The Fine Tool Journal auctions are exclusively absentee, with all bids accepted by mail, telephone or email or through the company’s website. This format generates a flurry of activity for Gehring and his staff. Bidders often call to learn where their bid lies in comparison to other bids. On the final days of the auction, numerous bidders might call in, posing their queries and quite probably upping the ante, over and over.
Gehring points out that each live auction involves a trade show in which antique dealers display their wares for direct sale. The auctions also have a “Whatzit Room” to which people bring obscure items for which no viable purpose is apparent.
Humorously, he points out that inventors of the 1700s and 1800s didn’t have 21st-century collectors in mind when they made, patented and marketed their tools. Product descriptions weren’t necessary back then, he says, because “people who were buying the item already knew what it was and how to use it or they wouldn’t be buying it.”
Today, when writing tool descriptions, Gehring and Adams look for a manufacturer’s name, patent number and year stamped on the tool. Then they utilize online databases posted by the U.S. Patent Office and Google Patents and a catalog of toolmakers published by the Early American Industries Association.
The more information they put in their catalogs, the higher the bids are likely to be.
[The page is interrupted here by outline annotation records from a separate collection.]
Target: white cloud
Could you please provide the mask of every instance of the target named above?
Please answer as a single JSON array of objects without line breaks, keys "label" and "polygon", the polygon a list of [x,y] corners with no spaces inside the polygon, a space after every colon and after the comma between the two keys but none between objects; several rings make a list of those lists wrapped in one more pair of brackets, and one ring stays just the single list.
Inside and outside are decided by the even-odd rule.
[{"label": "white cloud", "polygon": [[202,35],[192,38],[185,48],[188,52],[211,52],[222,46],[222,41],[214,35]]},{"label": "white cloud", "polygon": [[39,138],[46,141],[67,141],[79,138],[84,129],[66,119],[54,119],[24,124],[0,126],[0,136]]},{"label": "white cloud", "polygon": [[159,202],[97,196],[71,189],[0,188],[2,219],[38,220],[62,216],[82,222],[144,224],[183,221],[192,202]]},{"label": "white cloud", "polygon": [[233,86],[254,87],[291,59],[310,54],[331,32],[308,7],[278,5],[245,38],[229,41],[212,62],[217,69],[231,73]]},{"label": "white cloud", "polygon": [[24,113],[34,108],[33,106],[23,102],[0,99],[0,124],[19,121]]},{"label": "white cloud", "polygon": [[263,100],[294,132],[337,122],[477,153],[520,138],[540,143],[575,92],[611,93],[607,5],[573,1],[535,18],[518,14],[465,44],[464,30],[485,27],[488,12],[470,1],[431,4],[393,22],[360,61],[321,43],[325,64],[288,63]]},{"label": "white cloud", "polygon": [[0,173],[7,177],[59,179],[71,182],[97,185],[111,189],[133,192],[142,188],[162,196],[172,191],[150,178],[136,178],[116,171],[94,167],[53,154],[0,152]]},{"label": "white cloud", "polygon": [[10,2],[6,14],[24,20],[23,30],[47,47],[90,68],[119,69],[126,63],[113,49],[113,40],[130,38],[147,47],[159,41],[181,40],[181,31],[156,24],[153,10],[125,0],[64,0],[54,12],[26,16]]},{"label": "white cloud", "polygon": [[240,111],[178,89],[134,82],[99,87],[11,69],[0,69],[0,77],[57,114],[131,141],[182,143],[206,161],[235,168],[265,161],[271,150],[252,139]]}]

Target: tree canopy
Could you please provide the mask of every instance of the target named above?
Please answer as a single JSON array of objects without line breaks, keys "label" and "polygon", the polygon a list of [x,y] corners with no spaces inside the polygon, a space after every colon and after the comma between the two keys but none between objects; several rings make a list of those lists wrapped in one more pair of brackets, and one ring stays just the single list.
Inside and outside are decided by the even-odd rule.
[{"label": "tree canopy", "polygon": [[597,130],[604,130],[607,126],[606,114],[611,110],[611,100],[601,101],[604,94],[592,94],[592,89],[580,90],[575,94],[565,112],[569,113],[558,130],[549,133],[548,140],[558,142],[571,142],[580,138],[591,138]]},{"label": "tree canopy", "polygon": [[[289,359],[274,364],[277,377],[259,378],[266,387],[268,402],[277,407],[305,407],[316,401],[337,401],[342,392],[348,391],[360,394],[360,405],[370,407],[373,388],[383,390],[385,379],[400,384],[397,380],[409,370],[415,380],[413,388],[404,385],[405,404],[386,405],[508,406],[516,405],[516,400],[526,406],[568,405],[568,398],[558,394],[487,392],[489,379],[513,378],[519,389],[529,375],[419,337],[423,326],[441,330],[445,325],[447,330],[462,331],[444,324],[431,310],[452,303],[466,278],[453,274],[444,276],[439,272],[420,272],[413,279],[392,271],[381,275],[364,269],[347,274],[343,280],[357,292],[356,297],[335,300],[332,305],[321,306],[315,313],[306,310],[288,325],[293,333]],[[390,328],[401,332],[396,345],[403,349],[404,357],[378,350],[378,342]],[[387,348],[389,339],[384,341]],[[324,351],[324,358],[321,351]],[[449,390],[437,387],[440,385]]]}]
Some collectors want to own complete sets of related items, and adequate information helps those who need a particular piece, Gehring says. Similarly, woodworkers want items they know will suit their needs.
The allure of antique tools
Speaking with reverence, Gehring discloses why he’s so interested in antique tools. “It’s hard to create a new physical object in the world today,” he says. “Everything is invented by employees, and patents are owned by corporations. But starting with the 1850s, tremendous innovations were made by individuals. Before one specific design could capture the market, people were coming up with every crazy idea they could think of to improve on somebody else’s idea.”
Tool collectors today are intrigued by the mystery of tools they discover, sometimes unexpectedly at the bottom of a box of unrelated items. “It’s really exciting to find a tool that there’s a patent for but nobody has ever seen,” Gehring says. “Why didn’t it take off? The rarer it is, the more questions arise and the more value it has.”
The thrill of collecting, then, is often not in amassing a huge assortment but in holding a one-of-a-kind tool in your hands and realizing it hasn’t been seen for generations.